Atenolol/chlorthalidone

Combination of
- Atenolol: Beta blocker
- Chlorthalidone: Diuretic

Clinical data
- Trade names: Tenoretic, Tenoret, others
- AHFS/Drugs.com: FDA Professional Drug Information
- License data: US DailyMed: Atenolol_and_chlorthalidone;
- Routes of administration: By mouth
- ATC code: C07BB03 (WHO) ;

Legal status
- Legal status: UK: POM (Prescription only); US: ℞-only;

Identifiers
- CAS Number: 73677-19-7;
- PubChem CID: 173202;
- KEGG: D10592;

= Atenolol/chlorthalidone =

Combination drug

Atenolol/chlorthalidone, also known as co-tenidone, is a combination medication used to treat high blood pressure. It is made up of atenolol, a beta-blocker and chlortalidone, a diuretic. It is not recommended as an initial treatment but may be used in those who are taking atenolol and chlortalidone individually.
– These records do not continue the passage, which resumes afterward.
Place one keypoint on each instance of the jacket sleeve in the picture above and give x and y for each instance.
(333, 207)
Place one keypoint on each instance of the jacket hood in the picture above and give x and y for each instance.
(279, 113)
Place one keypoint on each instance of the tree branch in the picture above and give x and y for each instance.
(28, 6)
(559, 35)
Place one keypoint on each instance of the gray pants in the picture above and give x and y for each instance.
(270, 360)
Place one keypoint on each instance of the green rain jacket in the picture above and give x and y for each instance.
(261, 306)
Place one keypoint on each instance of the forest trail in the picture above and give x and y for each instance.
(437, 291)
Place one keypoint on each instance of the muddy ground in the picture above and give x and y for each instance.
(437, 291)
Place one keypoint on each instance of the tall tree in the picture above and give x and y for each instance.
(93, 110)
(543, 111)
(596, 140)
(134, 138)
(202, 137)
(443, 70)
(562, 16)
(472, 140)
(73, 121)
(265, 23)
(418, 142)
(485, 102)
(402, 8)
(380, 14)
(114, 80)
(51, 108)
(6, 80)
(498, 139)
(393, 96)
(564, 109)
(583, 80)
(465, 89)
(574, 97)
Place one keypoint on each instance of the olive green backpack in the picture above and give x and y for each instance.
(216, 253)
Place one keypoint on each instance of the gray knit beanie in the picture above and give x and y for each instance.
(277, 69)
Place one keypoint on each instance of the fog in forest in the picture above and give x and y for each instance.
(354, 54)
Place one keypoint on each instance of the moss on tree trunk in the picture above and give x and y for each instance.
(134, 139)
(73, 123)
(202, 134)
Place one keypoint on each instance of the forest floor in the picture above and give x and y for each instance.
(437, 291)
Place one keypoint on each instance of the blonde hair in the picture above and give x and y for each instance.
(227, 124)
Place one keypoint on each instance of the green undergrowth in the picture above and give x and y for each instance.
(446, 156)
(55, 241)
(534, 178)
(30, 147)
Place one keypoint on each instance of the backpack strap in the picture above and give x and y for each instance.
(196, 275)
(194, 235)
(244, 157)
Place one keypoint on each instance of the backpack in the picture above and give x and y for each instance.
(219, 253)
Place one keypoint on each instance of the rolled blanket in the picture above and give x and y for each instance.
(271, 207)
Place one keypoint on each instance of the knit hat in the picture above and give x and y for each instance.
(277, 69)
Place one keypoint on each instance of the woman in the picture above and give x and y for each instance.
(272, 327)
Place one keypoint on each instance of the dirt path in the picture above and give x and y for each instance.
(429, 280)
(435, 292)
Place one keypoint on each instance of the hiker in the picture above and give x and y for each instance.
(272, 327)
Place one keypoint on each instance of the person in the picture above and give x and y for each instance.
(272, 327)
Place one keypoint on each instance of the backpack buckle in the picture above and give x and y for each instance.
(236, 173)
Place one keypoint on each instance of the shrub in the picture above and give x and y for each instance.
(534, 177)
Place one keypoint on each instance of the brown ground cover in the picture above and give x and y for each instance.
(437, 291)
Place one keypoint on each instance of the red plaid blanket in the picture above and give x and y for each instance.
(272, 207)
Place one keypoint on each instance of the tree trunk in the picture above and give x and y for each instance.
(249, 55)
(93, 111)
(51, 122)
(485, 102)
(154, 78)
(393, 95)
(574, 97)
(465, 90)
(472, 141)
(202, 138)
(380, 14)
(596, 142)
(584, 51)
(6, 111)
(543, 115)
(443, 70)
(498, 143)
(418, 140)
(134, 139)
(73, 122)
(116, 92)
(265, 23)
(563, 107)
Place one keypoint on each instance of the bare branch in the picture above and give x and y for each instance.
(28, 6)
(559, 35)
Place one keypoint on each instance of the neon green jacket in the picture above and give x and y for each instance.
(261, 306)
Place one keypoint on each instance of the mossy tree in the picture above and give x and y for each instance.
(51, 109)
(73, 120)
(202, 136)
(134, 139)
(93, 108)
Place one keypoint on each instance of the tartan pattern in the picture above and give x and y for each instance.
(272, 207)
It is taken by mouth.

Common side effects include gastrointestinal upset and gout. Serious side effects may include liver problems, pancreatitis, and psychosis. Use is not recommended during pregnancy. Use during breastfeeding may harm the baby. Atenolol works by blocking β1-adrenergic receptors in the heart, thus decreasing the heart rate and workload. Chlorthalidone works by increasing the amount of sodium lost by the kidneys.

The combination was approved for medical use in the United States in 1984. It is available as a generic medication. In 2017, it was the 304th most commonly prescribed medication in the United States, with more than 1 million prescriptions.